Mais uma vez o Equilibrista fez muitas promessas à Bêbada, que agora vivia bêbada, enfurecida com seu destino: porque amar um homem que ama as alturas e as cordas todas, com ou sem alma? Porque não ficava lá ele, com as cordas, cada noite uma, e a deixava em paz com seu malabarismo e sua bebedeira? Porque as provas de amor só servem para provar que os amores são todos caprichosos e fulgazes? Que os grandes amores são os contrariados?

A Bêbada já não via mais nada, não sabia de mais nada, só via cordas e alturas e sentia medos vários.

Mas foi.

Foi e caiu, se quebrou em mil pedaços - pois era feita de rubi, depois se soube.
O Equilibrista, decepcionadíssimo, pediu uma salva de palmas para o excepcional tombo bêbado e, continuou sozinho, num impressionante número de corda sem alma - corda essa que, por sua vez, estava muito contente sem o peso da Bêbada. Depois de terminado o espetáculo juntou os cacos bêbados com a pá de lixo e os guardou numa caixinha de música, que visita uma vez por semana para se sentir bem consigo mesmo.

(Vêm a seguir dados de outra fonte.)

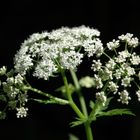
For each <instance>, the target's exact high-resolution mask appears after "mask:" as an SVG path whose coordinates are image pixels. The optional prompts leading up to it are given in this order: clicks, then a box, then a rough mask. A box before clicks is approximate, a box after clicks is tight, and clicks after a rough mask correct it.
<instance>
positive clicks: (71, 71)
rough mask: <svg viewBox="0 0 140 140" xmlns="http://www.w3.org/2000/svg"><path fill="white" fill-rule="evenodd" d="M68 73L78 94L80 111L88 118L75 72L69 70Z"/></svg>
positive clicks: (82, 96)
mask: <svg viewBox="0 0 140 140" xmlns="http://www.w3.org/2000/svg"><path fill="white" fill-rule="evenodd" d="M70 73H71V76H72V79H73V82H74V85H75V88H76V92H77V93H78V96H79V101H80V104H81V108H82V111H83V113H84V115H85V116H86V117H88V112H87V108H86V103H85V99H84V97H83V96H82V93H81V88H80V85H79V82H78V78H77V76H76V74H75V72H74V71H73V70H72V69H70Z"/></svg>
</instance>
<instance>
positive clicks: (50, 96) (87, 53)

O Equilibrista e a corda, aproveitando a empatia mútua, desenvolveram vários números juntos - o mais impressionante deles envolvia um coelho e uma cartola - mas atualmente a agora hiper maleável corda faz as vezes de malabarista, quicando o malabares quando repuxada pelo seu amo.

Quanto à Bêbada... bom a Bêbada bebeu tanto que não fica mais sóbria e seus cacos de rubi planejam a fuga de dentro da caixinha de música, pois ela sabe que é lá que a corda vai parar quando arrebentar.